Probably nobody had ever talked to William Brooks this way. She knew his sort: a bully. And, importantly, she now knew some even less pleasant things about him.

‘We have our reputation to consider too, Mr Brooks,’ Faye went on, the vein of ice evident in her tone. ‘And we’ve been hearing stories from the staff we’ve placed with you, stories that neither of us would like to hear repeated. You see, we place temps in the equality agency too, and with some of the city’s top legal firms, and we can’t have any hint of scandal associated with our company.’

‘What are you implying?’ he roared.

‘We’ve placed a lot of staff with Wilson Brothers too,’ Faye went on. ‘They’re one of our best customers and actually handle our legal affairs, so if there was any, shall we say, unpleasantness, we’d naturally go to them.’

 

This time, there was an audible indrawn breath at the other end of the phone.

Wilson Brothers was a law firm where the senior partner just happened to be William Brooks’s father-in-law. The unspoken message was that Mr Wilson would be fascinated to learn of his son-in-law’s fondness for touching up his assistants.

‘How about we pretend we didn’t have this conversation, Mr Brooks,’ Faye went on, ‘and we’ll resume our search for a PA for you. However, if and when we do find one, I shall be in constant communication with her and I assure you, I expect any Little Island person to be treated with the utmost respect and dignity.
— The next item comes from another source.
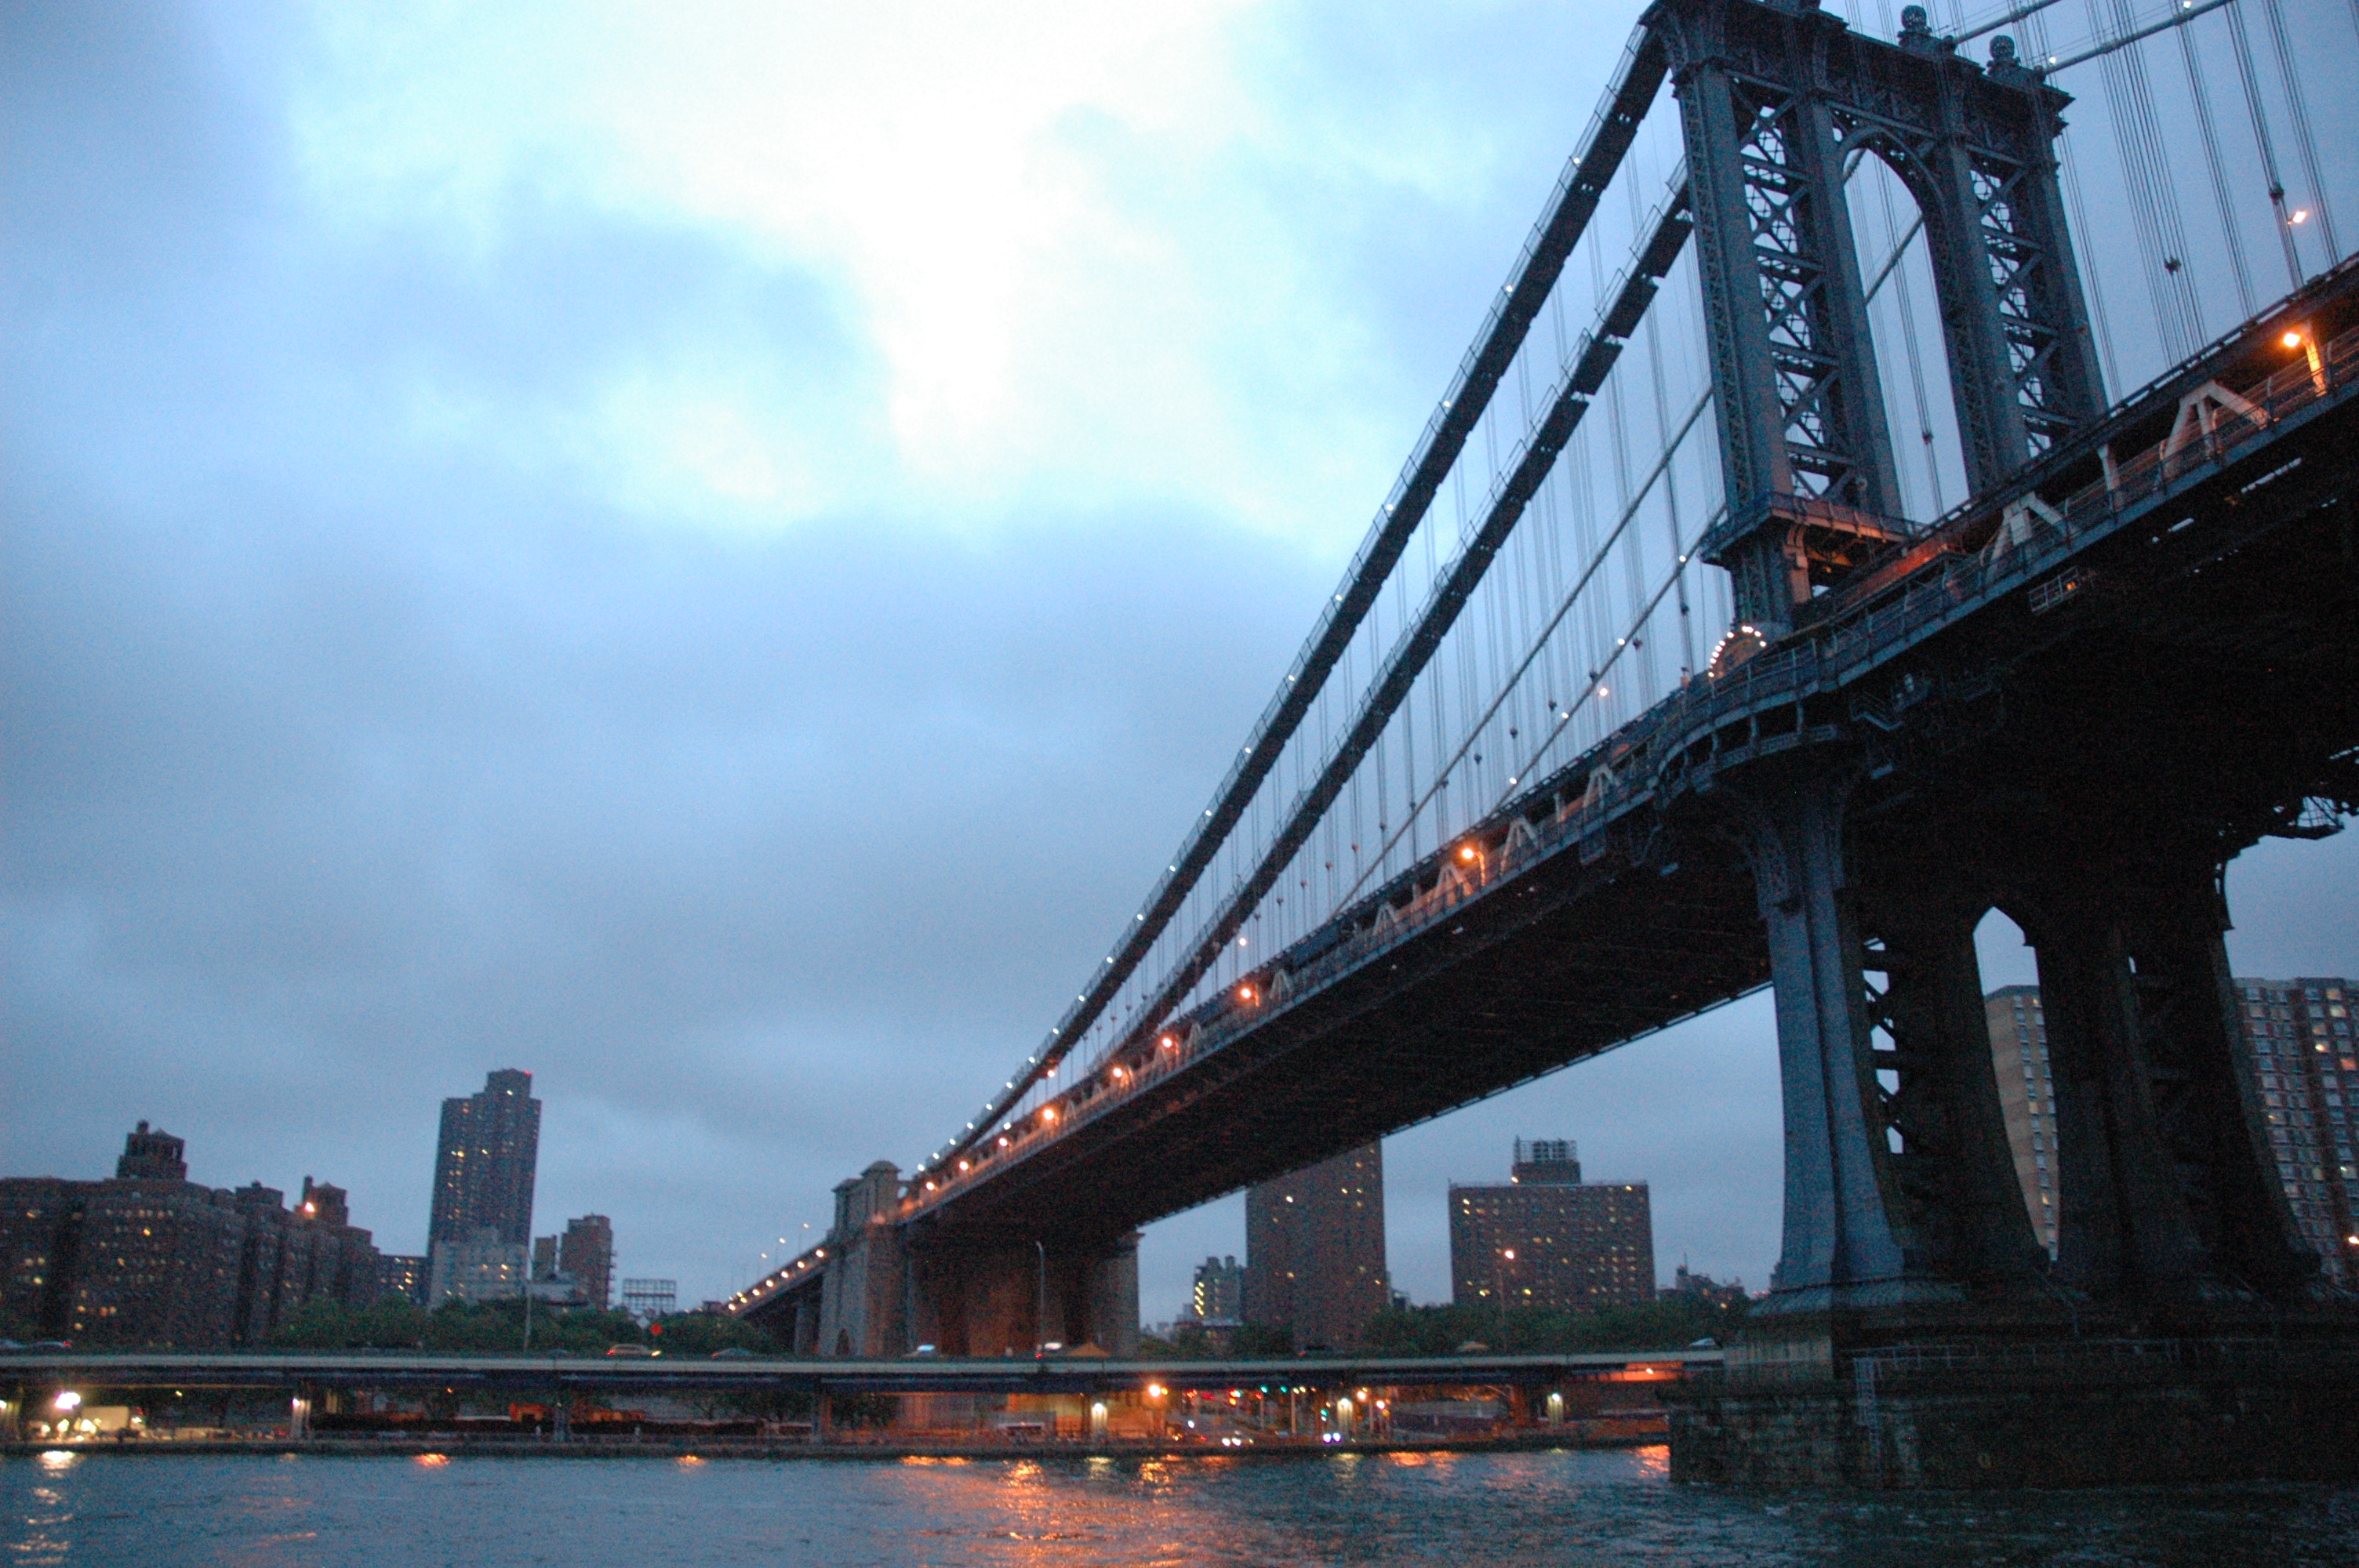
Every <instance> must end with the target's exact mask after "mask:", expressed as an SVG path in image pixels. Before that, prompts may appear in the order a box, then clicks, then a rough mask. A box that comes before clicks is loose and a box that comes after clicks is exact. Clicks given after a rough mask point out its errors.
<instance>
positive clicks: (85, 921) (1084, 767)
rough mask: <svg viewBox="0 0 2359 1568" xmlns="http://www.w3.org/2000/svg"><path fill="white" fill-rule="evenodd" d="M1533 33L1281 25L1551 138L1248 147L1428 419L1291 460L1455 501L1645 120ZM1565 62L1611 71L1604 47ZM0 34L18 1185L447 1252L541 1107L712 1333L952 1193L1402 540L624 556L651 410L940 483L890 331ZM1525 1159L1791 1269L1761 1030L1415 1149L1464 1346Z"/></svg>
mask: <svg viewBox="0 0 2359 1568" xmlns="http://www.w3.org/2000/svg"><path fill="white" fill-rule="evenodd" d="M1529 21H1531V19H1529V17H1514V19H1500V21H1496V24H1484V26H1493V31H1496V35H1491V38H1489V40H1474V42H1470V45H1467V47H1465V50H1463V52H1456V54H1451V57H1448V68H1444V71H1439V73H1437V71H1432V64H1434V50H1432V47H1430V38H1432V33H1430V31H1425V28H1432V26H1444V24H1430V21H1420V24H1411V21H1397V24H1366V26H1364V21H1361V19H1359V17H1356V14H1354V17H1349V19H1347V17H1345V12H1340V9H1316V7H1309V9H1295V12H1286V14H1281V17H1279V19H1276V21H1269V24H1267V33H1269V35H1267V38H1262V40H1260V50H1262V57H1264V61H1267V71H1269V80H1272V83H1274V87H1272V90H1274V92H1290V94H1297V97H1305V99H1314V101H1321V104H1333V106H1335V116H1333V130H1330V132H1328V134H1335V137H1349V134H1354V116H1361V118H1371V120H1373V118H1387V123H1389V125H1394V134H1399V125H1401V123H1404V120H1406V123H1408V125H1418V123H1422V120H1432V123H1434V125H1441V123H1446V120H1453V118H1458V120H1463V118H1465V113H1467V104H1470V101H1486V104H1491V106H1496V111H1498V113H1496V127H1493V130H1491V134H1489V141H1481V139H1477V141H1474V144H1470V149H1472V151H1467V153H1465V170H1463V177H1465V182H1467V184H1470V186H1472V193H1470V191H1456V193H1453V191H1437V189H1418V186H1415V184H1413V182H1401V184H1387V182H1382V179H1378V177H1373V174H1366V172H1364V170H1361V172H1349V170H1345V172H1335V170H1330V167H1328V160H1323V158H1321V156H1319V149H1316V146H1307V149H1302V146H1297V149H1283V151H1269V149H1248V151H1243V153H1236V163H1238V167H1229V170H1224V172H1222V177H1229V179H1236V182H1238V184H1236V191H1243V193H1246V196H1241V200H1260V203H1267V207H1269V210H1272V212H1281V215H1286V222H1288V224H1300V231H1302V248H1300V252H1295V255H1293V257H1290V264H1295V266H1300V269H1305V276H1314V278H1319V281H1321V288H1328V290H1330V309H1333V311H1335V314H1338V316H1340V318H1347V321H1349V323H1354V328H1356V330H1364V332H1366V335H1368V337H1371V340H1373V342H1375V344H1378V347H1375V349H1371V356H1368V363H1373V365H1375V368H1378V370H1375V375H1378V377H1380V380H1389V382H1392V384H1387V387H1380V389H1378V391H1371V394H1368V398H1366V401H1364V403H1356V406H1347V408H1333V410H1321V408H1309V410H1305V408H1279V406H1276V401H1274V398H1276V394H1260V396H1264V398H1269V403H1267V406H1262V408H1255V394H1253V391H1250V387H1253V384H1257V377H1260V375H1262V370H1260V365H1262V361H1260V358H1255V356H1250V354H1246V356H1241V358H1236V361H1224V370H1222V373H1224V375H1227V377H1229V382H1231V384H1234V387H1236V396H1238V398H1241V406H1246V408H1248V413H1253V415H1255V417H1253V420H1248V424H1255V422H1262V424H1276V422H1281V420H1288V422H1293V429H1297V431H1300V429H1309V427H1312V424H1314V422H1319V420H1335V422H1342V424H1354V427H1359V429H1380V431H1385V434H1382V441H1385V443H1389V450H1394V453H1397V450H1401V448H1406V441H1408V434H1411V431H1413V429H1415V424H1418V422H1422V417H1425V406H1427V403H1425V401H1427V398H1430V396H1432V394H1434V389H1437V387H1439V384H1441V377H1444V373H1446V368H1448V365H1451V363H1456V358H1458V351H1460V347H1463V337H1465V332H1467V328H1470V323H1472V321H1474V318H1477V314H1479V309H1481V307H1484V302H1486V299H1489V292H1491V290H1493V288H1496V281H1498V276H1500V274H1503V269H1505V262H1507V257H1510V255H1512V248H1514V245H1517V243H1519V241H1522V233H1524V226H1526V224H1529V217H1531V207H1533V205H1536V200H1538V193H1540V191H1545V184H1548V179H1552V174H1555V167H1557V160H1559V156H1562V151H1564V149H1566V146H1569V144H1571V139H1573V137H1576V134H1578V125H1581V120H1583V118H1585V116H1588V106H1590V92H1592V90H1590V87H1588V85H1585V83H1583V85H1578V90H1573V87H1557V90H1550V92H1543V90H1540V87H1538V85H1536V83H1540V78H1548V75H1552V73H1557V66H1555V64H1548V61H1550V59H1552V57H1550V50H1545V47H1536V42H1533V38H1536V33H1531V31H1529V28H1526V24H1529ZM1548 26H1555V28H1557V33H1555V35H1552V38H1555V40H1557V45H1559V50H1557V52H1559V54H1569V52H1571V50H1573V45H1576V42H1578V40H1581V35H1583V33H1585V31H1595V28H1592V24H1583V21H1578V19H1573V17H1571V14H1566V17H1557V19H1552V21H1550V24H1548ZM0 28H5V33H0V144H5V146H7V149H9V151H7V158H5V160H0V311H5V323H0V740H5V743H0V851H5V868H0V1160H5V1170H7V1172H57V1174H75V1177H87V1174H99V1172H101V1170H109V1162H111V1158H113V1151H116V1148H118V1139H120V1134H123V1129H127V1125H130V1122H132V1120H137V1118H151V1120H158V1122H163V1125H167V1127H170V1129H175V1132H179V1134H184V1137H189V1139H191V1155H193V1165H196V1174H198V1177H201V1179H205V1181H217V1184H236V1181H245V1179H252V1177H262V1179H269V1181H274V1184H283V1186H293V1184H295V1179H297V1177H300V1174H304V1172H309V1174H318V1177H323V1179H335V1181H342V1184H347V1186H351V1188H354V1200H356V1217H359V1219H361V1224H370V1226H375V1228H377V1231H380V1240H382V1243H385V1245H389V1247H415V1245H420V1240H422V1228H425V1207H427V1174H429V1160H432V1132H434V1115H436V1103H439V1099H441V1096H446V1094H465V1092H472V1089H474V1087H479V1082H481V1073H484V1070H486V1068H495V1066H524V1068H531V1070H533V1073H535V1082H538V1087H540V1094H543V1096H545V1099H547V1106H550V1108H547V1122H545V1137H543V1181H540V1224H543V1226H552V1224H554V1221H559V1219H561V1217H564V1214H578V1212H587V1210H599V1212H609V1214H613V1217H616V1221H618V1238H620V1250H623V1264H625V1269H627V1271H630V1273H670V1276H677V1278H682V1283H684V1287H686V1290H689V1292H691V1294H717V1292H719V1290H724V1287H729V1285H734V1283H738V1278H741V1273H743V1269H745V1266H748V1264H750V1259H753V1252H755V1250H757V1247H762V1245H764V1243H769V1240H771V1238H776V1236H800V1224H802V1221H814V1224H816V1221H823V1217H826V1214H823V1205H826V1188H828V1186H830V1184H833V1181H835V1179H840V1177H842V1174H849V1172H854V1170H859V1167H861V1165H863V1162H868V1160H870V1158H878V1155H885V1158H896V1160H901V1162H908V1160H913V1158H915V1155H920V1153H922V1151H927V1148H932V1146H934V1141H937V1139H939V1137H941V1132H944V1129H948V1127H953V1125H958V1120H962V1115H967V1113H970V1111H972V1106H974V1101H977V1099H979V1096H981V1092H984V1089H986V1087H991V1085H995V1082H998V1080H1000V1078H1003V1073H1005V1068H1007V1066H1010V1063H1012V1061H1014V1059H1017V1056H1021V1052H1026V1049H1031V1045H1033V1040H1036V1037H1038V1035H1040V1030H1043V1028H1045V1026H1047V1021H1052V1016H1054V1012H1057V1000H1059V997H1064V995H1066V988H1069V986H1071V981H1073V979H1076V976H1078V974H1083V971H1085V969H1087V967H1090V964H1092V962H1095V957H1097V953H1099V950H1102V946H1104V941H1106V936H1109V934H1111V931H1113V929H1116V927H1118V924H1121V922H1123V920H1128V913H1130V908H1135V901H1137V896H1139V894H1142V889H1144V887H1146V884H1149V879H1151V872H1154V870H1156V868H1158V865H1161V863H1163V856H1165V851H1168V849H1170V844H1172V842H1175V839H1177V835H1179V830H1182V828H1184V825H1187V823H1189V818H1191V816H1194V811H1196V809H1198V806H1201V802H1203V797H1205V792H1208V790H1210V785H1213V780H1215V778H1217V773H1220V769H1222V766H1224V764H1227V759H1229V755H1231V747H1234V745H1236V740H1238V736H1241V733H1243V729H1246V724H1248V722H1250V717H1253V714H1255V712H1257V710H1260V705H1262V700H1264V696H1267V689H1269V684H1272V679H1274V674H1276V672H1279V670H1281V667H1283V663H1286V658H1288V653H1290V651H1293V646H1295V639H1297V637H1300V634H1302V630H1305V627H1307V625H1309V618H1312V613H1314V606H1316V604H1319V601H1321V599H1323V594H1326V592H1328V582H1330V578H1333V573H1335V568H1338V554H1335V552H1338V549H1342V547H1347V545H1349V538H1347V533H1349V531H1347V526H1345V528H1342V531H1340V533H1328V535H1321V545H1319V547H1316V549H1312V547H1302V549H1297V547H1293V545H1286V542H1274V538H1272V535H1269V533H1253V531H1246V528H1243V526H1241V523H1236V521H1234V519H1224V516H1210V514H1205V509H1203V507H1201V505H1196V502H1189V500H1179V498H1170V495H1135V498H1121V500H1116V502H1106V500H1090V502H1071V500H1066V502H1059V500H1054V498H1050V500H1040V498H1031V500H1026V502H1024V507H1021V512H1019V509H1014V507H1007V505H993V507H988V509H986V512H984V514H962V516H911V514H908V512H906V507H903V509H896V507H894V505H887V502H882V500H880V502H873V505H830V507H823V509H816V512H809V514H804V516H800V519H797V521H795V523H790V526H781V528H767V531H748V528H741V526H724V523H715V521H710V519H682V516H675V514H670V512H665V507H661V505H651V502H646V500H644V498H637V500H618V498H616V495H613V493H611V486H609V483H604V481H599V479H597V472H594V462H597V453H590V455H587V457H585V455H583V450H580V446H578V443H580V441H585V436H583V431H587V429H594V422H592V420H590V413H592V403H594V398H597V396H599V387H606V384H611V382H613V380H616V375H625V373H632V370H635V368H644V370H649V373H675V370H679V368H682V365H691V368H694V365H698V363H705V361H715V363H722V361H727V363H729V365H734V368H738V370H741V368H743V365H760V368H762V370H760V373H762V377H764V396H767V398H769V403H771V406H774V408H778V410H786V417H788V422H790V424H793V427H795V429H797V431H802V434H804V439H809V441H814V443H833V446H842V448H849V450H868V446H870V443H878V450H880V453H882V450H885V448H882V443H880V434H878V422H880V415H878V413H875V410H878V403H880V375H882V370H880V365H878V354H875V349H873V344H870V340H868V325H866V323H863V321H861V318H859V309H856V304H854V302H852V295H849V290H847V288H845V281H842V278H837V276H830V274H828V271H826V269H821V266H816V264H802V262H795V259H781V257H771V255H753V252H750V250H745V248H741V245H734V243H729V241H727V236H717V233H712V231H703V229H694V226H684V224H677V222H663V219H653V217H644V215H625V212H613V210H592V207H583V205H566V203H561V200H552V198H550V196H547V191H545V189H543V186H528V184H519V186H517V189H514V191H510V193H505V196H502V200H500V205H498V210H495V217H498V222H495V238H493V241H488V243H462V241H460V238H453V236H451V233H441V231H436V229H432V226H420V224H415V222H413V219H392V217H389V219H387V222H382V224H373V226H349V224H347V226H333V224H326V222H321V219H318V217H316V212H311V210H309V207H307V203H304V196H302V193H300V182H297V179H295V174H293V151H290V146H288V139H285V130H283V125H281V116H278V111H276V108H274V104H276V94H281V92H283V78H285V71H288V64H285V52H288V50H293V47H295V45H290V42H288V38H295V35H297V33H300V31H297V28H295V26H293V24H290V21H285V19H278V17H271V14H238V17H229V19H224V17H215V14H203V12H198V14H184V12H177V9H172V7H156V9H151V12H132V9H123V7H106V9H97V12H92V9H87V7H59V9H47V12H45V9H35V7H12V9H9V12H7V14H5V17H0ZM1387 28H1389V31H1387ZM1611 31H1614V33H1616V38H1618V31H1621V24H1618V21H1616V24H1614V28H1611ZM1538 38H1548V33H1545V28H1543V33H1538ZM1592 42H1595V40H1592ZM1585 71H1590V73H1592V75H1595V71H1602V61H1597V64H1595V66H1585ZM1076 134H1080V132H1076ZM1097 156H1099V158H1106V160H1121V158H1123V156H1130V153H1128V151H1125V149H1123V146H1116V144H1106V146H1099V149H1097ZM1246 165H1250V167H1246ZM1144 200H1146V198H1144V196H1142V203H1144ZM1257 354H1264V356H1267V363H1272V365H1274V363H1279V361H1281V358H1283V356H1286V344H1267V347H1262V349H1257ZM734 373H736V370H734ZM1274 377H1276V382H1279V384H1283V387H1293V384H1297V382H1288V380H1286V377H1283V375H1276V373H1274ZM1394 394H1397V396H1394ZM420 410H425V413H420ZM1274 441H1276V439H1274ZM1272 450H1286V448H1283V443H1279V446H1272ZM887 479H889V476H880V486H878V493H880V495H889V493H892V483H887ZM1387 481H1389V467H1387V469H1382V472H1371V474H1368V476H1366V483H1364V488H1361V490H1359V493H1354V495H1347V498H1338V502H1335V516H1338V519H1345V523H1352V521H1356V519H1359V516H1364V514H1366V507H1368V505H1371V502H1373V500H1375V498H1378V495H1380V490H1382V486H1385V483H1387ZM2352 870H2354V861H2352V851H2350V849H2347V846H2345V844H2342V842H2333V844H2324V846H2307V844H2302V846H2269V849H2265V851H2258V854H2255V856H2253V858H2250V861H2248V863H2239V870H2236V872H2234V875H2232V891H2234V894H2236V898H2239V917H2241V922H2243V924H2241V931H2239V934H2236V962H2239V967H2243V969H2260V971H2321V969H2340V971H2350V969H2352V967H2354V962H2352V948H2350V931H2352V929H2354V922H2352V915H2354V913H2359V910H2354V908H2352V903H2354V901H2352V887H2354V884H2359V877H2352ZM2008 962H2010V960H2008V957H2005V953H1993V955H1991V967H1993V983H1996V979H2029V974H2003V976H2000V974H1998V971H2000V969H2005V964H2008ZM2012 962H2019V960H2012ZM1517 1134H1571V1137H1578V1139H1581V1141H1583V1155H1585V1162H1588V1165H1590V1170H1592V1172H1597V1174H1599V1177H1628V1179H1651V1181H1654V1191H1656V1214H1658V1247H1661V1254H1663V1264H1665V1269H1668V1266H1670V1264H1673V1261H1677V1259H1680V1257H1682V1254H1684V1257H1689V1259H1691V1261H1696V1264H1698V1266H1703V1269H1713V1271H1720V1273H1729V1271H1739V1273H1746V1278H1750V1280H1755V1283H1760V1280H1762V1278H1765V1276H1767V1266H1769V1261H1772V1257H1774V1247H1776V1207H1779V1193H1776V1188H1779V1167H1776V1158H1779V1155H1776V1146H1779V1134H1776V1103H1774V1052H1772V1047H1769V1021H1767V1007H1765V1002H1762V1000H1760V997H1755V1000H1748V1002H1741V1004H1736V1007H1732V1009H1724V1012H1720V1014H1713V1016H1708V1019H1701V1021H1696V1023H1691V1026H1687V1028H1682V1030H1673V1033H1668V1035H1663V1037H1656V1040H1649V1042H1640V1045H1635V1047H1625V1049H1623V1052H1616V1054H1614V1056H1609V1059H1604V1061H1597V1063H1590V1066H1585V1068H1578V1070H1571V1073H1562V1075H1557V1078H1550V1080H1545V1082H1538V1085H1529V1087H1524V1089H1519V1092H1514V1094H1507V1096H1500V1099H1496V1101H1491V1103H1486V1106H1477V1108H1472V1111H1465V1113H1460V1115H1453V1118H1446V1120H1441V1122H1434V1125H1427V1127H1418V1129H1411V1132H1404V1134H1401V1137H1397V1139H1392V1141H1389V1151H1387V1153H1389V1162H1392V1188H1389V1207H1392V1236H1394V1271H1397V1276H1399V1278H1401V1283H1404V1285H1408V1287H1411V1290H1415V1292H1418V1294H1420V1297H1437V1294H1441V1292H1446V1250H1444V1228H1441V1226H1444V1219H1441V1191H1444V1186H1446V1181H1448V1179H1496V1177H1498V1172H1500V1170H1503V1165H1505V1155H1507V1139H1512V1137H1517ZM1241 1240H1243V1238H1241V1226H1238V1219H1236V1203H1224V1205H1210V1207H1208V1210H1203V1212H1198V1214H1191V1217H1182V1219H1175V1221H1168V1224H1165V1226H1158V1231H1156V1233H1154V1236H1151V1238H1149V1247H1146V1290H1144V1294H1146V1306H1149V1311H1151V1313H1156V1316H1161V1313H1168V1311H1170V1309H1172V1306H1175V1304H1177V1299H1179V1292H1182V1287H1184V1278H1187V1273H1184V1271H1187V1264H1189V1261H1194V1259H1196V1257H1201V1254H1203V1252H1205V1250H1224V1252H1231V1250H1241Z"/></svg>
I’m sure you agree that bullying and sexual harassment cases can be so messy and timeconsuming?’

‘Oh, yes,’ blustered William Brooks but the fight had gone out of him. ‘I’ll talk to you again, Mrs Reid,’ he muttered and hung up.

Result, thought Faye, leaning back in her chair, relieved. She knew that what she’d done was unethical and that Grace would have had a coronary had she overheard, but sometimes the unorthodox approach was required and this time, thankfully, it had worked. She’d never had a problem thinking outside the box when it came to business. And being tough was second nature to her now.

Some people thought it was being hard-nosed, but it wasn’t: it was self-preservation.

‘You are responsible for you,’ Faye used to repeat mantra-like. ‘It’s not clever to be led by other people or to do what you don’t want to do, just to fit in. You have the power to do and be anything you want and to make your own choices.

Believing in yourself and in your own power is one of the most important things in life.’

‘Ella’s mum says to behave like a little lady, not to hang around with rough boys in the park and that if a stranger tries to get you into a car, to scream,’ Amber reported when she was younger and her friends thought Faye’s ‘be your own boss’

mantra was cool. ‘But Ella thinks your rules are better. I told her you were a feminist because you never let anyone walk all over you. It’s because Dad’s dead, I said. You had to be tougher because we were on our own.’